L’annonce de sa disparition s’accompagne de détails touchants sur ses dernières volontés, révélant une fois de plus son attachement viscéral à ce coin de paradis tropézien. Brigitte Bardot ne souhaitait pas d’honneurs nationaux grandiloquents ou de cérémonies parisiennes déconnectées de sa réalité. Son vœu le plus cher ? Être enterrée chez elle, à La Madrague.

Elle voulait reposer là où elle a vécu ses années les plus vraies, loin des projecteurs et des paillettes qu’elle avait fuies en 1973. Ce souhait d’inhumation dans sa propriété privée est le symbole ultime de sa quête de paix et de fusion avec la nature qu’elle a tant chérie.

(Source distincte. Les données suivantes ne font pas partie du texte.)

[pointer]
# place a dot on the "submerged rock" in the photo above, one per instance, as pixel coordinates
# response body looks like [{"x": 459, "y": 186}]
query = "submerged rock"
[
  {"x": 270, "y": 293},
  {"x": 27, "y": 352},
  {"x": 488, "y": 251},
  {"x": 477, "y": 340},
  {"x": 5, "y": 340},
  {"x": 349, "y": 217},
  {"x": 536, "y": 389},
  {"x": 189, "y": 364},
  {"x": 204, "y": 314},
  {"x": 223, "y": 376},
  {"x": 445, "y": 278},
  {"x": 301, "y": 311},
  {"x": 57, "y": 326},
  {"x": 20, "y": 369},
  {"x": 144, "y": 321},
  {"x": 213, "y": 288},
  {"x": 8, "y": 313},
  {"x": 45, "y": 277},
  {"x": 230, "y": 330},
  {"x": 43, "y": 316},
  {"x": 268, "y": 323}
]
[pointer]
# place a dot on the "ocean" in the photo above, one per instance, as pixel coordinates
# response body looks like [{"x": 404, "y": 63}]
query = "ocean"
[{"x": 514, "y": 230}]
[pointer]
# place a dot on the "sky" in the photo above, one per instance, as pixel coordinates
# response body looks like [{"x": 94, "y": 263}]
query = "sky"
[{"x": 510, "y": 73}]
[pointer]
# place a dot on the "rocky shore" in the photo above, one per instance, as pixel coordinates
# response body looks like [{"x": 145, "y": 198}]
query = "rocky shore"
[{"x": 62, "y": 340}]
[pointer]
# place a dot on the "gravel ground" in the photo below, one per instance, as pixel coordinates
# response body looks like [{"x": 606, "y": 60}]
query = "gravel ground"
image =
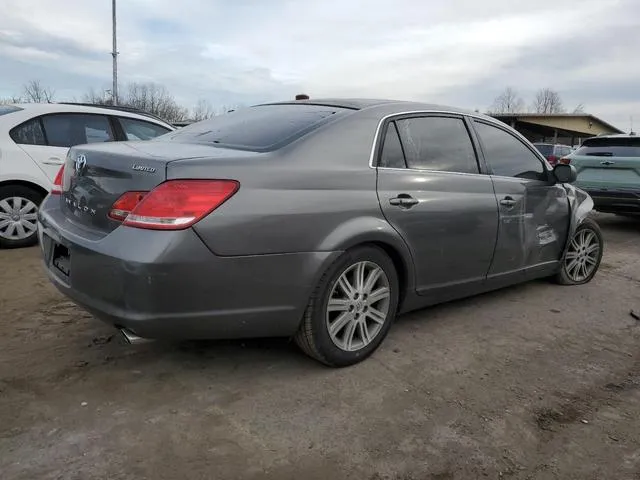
[{"x": 532, "y": 382}]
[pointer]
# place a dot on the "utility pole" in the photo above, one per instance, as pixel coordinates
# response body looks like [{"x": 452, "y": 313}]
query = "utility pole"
[{"x": 114, "y": 54}]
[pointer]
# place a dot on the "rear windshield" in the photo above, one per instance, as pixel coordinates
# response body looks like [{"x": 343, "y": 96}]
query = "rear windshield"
[
  {"x": 610, "y": 147},
  {"x": 4, "y": 109},
  {"x": 259, "y": 129},
  {"x": 544, "y": 149}
]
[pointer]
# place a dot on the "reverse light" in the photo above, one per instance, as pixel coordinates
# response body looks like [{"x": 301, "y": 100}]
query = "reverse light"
[
  {"x": 57, "y": 182},
  {"x": 173, "y": 205},
  {"x": 125, "y": 204}
]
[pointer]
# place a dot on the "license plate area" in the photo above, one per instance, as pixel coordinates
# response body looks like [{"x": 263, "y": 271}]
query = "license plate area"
[{"x": 61, "y": 259}]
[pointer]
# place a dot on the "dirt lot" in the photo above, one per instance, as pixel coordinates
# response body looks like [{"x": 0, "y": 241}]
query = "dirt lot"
[{"x": 532, "y": 382}]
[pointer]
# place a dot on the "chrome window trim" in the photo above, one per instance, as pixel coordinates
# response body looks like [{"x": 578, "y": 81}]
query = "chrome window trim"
[
  {"x": 443, "y": 172},
  {"x": 489, "y": 120}
]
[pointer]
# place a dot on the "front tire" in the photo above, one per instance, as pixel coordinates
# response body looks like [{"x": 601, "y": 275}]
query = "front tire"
[
  {"x": 352, "y": 308},
  {"x": 583, "y": 256},
  {"x": 18, "y": 216}
]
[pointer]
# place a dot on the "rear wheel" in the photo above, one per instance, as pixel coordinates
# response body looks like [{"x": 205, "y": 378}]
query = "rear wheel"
[
  {"x": 352, "y": 308},
  {"x": 583, "y": 255},
  {"x": 18, "y": 216}
]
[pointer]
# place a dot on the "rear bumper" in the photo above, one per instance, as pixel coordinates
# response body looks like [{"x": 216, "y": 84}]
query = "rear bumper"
[
  {"x": 170, "y": 285},
  {"x": 616, "y": 201}
]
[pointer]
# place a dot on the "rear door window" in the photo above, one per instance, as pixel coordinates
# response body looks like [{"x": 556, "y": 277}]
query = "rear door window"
[
  {"x": 260, "y": 129},
  {"x": 507, "y": 156},
  {"x": 437, "y": 143},
  {"x": 69, "y": 129},
  {"x": 610, "y": 147},
  {"x": 392, "y": 154},
  {"x": 140, "y": 130},
  {"x": 29, "y": 133}
]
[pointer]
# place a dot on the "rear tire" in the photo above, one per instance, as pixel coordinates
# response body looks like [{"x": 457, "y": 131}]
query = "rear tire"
[
  {"x": 352, "y": 308},
  {"x": 18, "y": 214},
  {"x": 584, "y": 255}
]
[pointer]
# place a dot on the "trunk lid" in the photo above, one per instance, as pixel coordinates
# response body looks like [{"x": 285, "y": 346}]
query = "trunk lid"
[
  {"x": 608, "y": 163},
  {"x": 96, "y": 175}
]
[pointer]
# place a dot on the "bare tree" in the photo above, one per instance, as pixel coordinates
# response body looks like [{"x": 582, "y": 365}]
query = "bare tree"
[
  {"x": 509, "y": 101},
  {"x": 548, "y": 101},
  {"x": 202, "y": 111},
  {"x": 11, "y": 99},
  {"x": 155, "y": 99},
  {"x": 34, "y": 92}
]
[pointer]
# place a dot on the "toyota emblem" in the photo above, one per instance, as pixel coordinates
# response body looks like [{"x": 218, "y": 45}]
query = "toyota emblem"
[{"x": 81, "y": 162}]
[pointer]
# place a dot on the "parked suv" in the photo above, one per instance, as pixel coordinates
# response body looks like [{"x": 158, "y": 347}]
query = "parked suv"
[
  {"x": 552, "y": 152},
  {"x": 608, "y": 168},
  {"x": 34, "y": 140}
]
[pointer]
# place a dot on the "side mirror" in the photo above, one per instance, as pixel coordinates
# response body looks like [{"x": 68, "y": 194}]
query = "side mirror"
[{"x": 565, "y": 173}]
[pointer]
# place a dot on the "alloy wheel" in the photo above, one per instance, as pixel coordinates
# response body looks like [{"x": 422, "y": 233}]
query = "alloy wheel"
[
  {"x": 358, "y": 306},
  {"x": 582, "y": 256},
  {"x": 18, "y": 217}
]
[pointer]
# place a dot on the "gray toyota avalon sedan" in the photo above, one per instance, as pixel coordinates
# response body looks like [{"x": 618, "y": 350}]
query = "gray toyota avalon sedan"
[{"x": 317, "y": 219}]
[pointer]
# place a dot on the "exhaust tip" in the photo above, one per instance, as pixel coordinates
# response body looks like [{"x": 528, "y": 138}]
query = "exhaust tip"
[{"x": 132, "y": 338}]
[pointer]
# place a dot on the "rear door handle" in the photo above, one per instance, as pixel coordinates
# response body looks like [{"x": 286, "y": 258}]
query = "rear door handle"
[
  {"x": 507, "y": 202},
  {"x": 53, "y": 161},
  {"x": 403, "y": 200}
]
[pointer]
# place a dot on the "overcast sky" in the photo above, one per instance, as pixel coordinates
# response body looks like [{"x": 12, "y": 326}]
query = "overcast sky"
[{"x": 457, "y": 52}]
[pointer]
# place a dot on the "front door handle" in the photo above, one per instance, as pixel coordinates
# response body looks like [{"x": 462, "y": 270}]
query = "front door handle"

C’est là, au milieu des pins parasols, bercée par le chant des cigales et le ressac de la Méditerranée, qu’elle désirait trouver le repos éternel, entourée de l’âme de ses nombreux compagnons à quatre pattes disparus avant elle.

De la star planétaire à la militante farouche

La mort de Brigitte Bardot, c’est la fin d’une époque. Celle d’une France insouciante, celle de “Et Dieu… créa la femme”, où sa danse endiablée et sa beauté sauvage avaient scandalisé autant qu’elles avaient libéré les mœurs. Dans les années 50 et 60, elle n’était pas seulement une actrice ; elle était une révolution. Une moue boudeuse, une choucroute blonde, des pieds nus et une liberté insolente qui ont fait d’elle l’égale de Marilyn Monroe à l’échelle mondiale. Elle a incarné la modernité, l’émancipation féminine avant l’heure, brisant les carcans d’une société puritaine.

Pourtant, ce n’est pas seulement la star de cinéma que l’on pleure aujourd’hui. C’est aussi la femme de conviction qui, au sommet de sa gloire, a eu le courage inouï de tout plaquer. À 39 ans, elle a dit adieu aux plateaux de tournage pour se consacrer à ce qu’elle appelait sa “vraie vie” : la défense des animaux.

Depuis la création de sa Fondation en 1986, elle n’a eu de cesse d’interpeller les présidents, de bousculer les consciences et de se battre contre la cruauté, de la banquise canadienne aux abattoirs français. Ce combat, qu’elle a mené avec une fougue parfois polémique mais toujours sincère, a défini la seconde moitié de son existence. Elle a prouvé que l’on pouvait utiliser sa célébrité non pas pour son propre ego, mais pour servir une cause plus grande.

Le monde entier tourne le regard vers Saint-Tropez

Aujourd’hui, alors que la nouvelle se répand comme une onde de choc à travers le monde, les hommages affluent. Mais au-delà des mots officiels, c’est l’émotion populaire qui domine. On se souvient de la jeune fille qui dansait le mambo, de la femme amoureuse, mais surtout de la vieille dame digne qui, du fond de sa retraite tropézienne, continuait de rugir pour ceux qu’on opprime.

Bernard d’Ormale, son époux, se retrouve aujourd’hui gardien de cette mémoire, témoin privilégié de la femme derrière le mythe. Leur histoire, faite de complicité loin des regards indiscrets, trouve ici sa conclusion tragique mais belle. Il a été son roc, son dernier amour, celui qui a vu l’icône devenir une étoile filante.

Alors que les grilles de La Madrague resteront sans doute closes, respectant le deuil de ses proches, des milliers de pensées s’envolent vers cette maison mythique. Brigitte Bardot est partie, mais elle laisse derrière elle bien plus que des films. Elle laisse un héritage de courage, une certaine idée de la liberté française, et une Fondation qui continuera, c’est certain, à porter le flambeau de ses combats.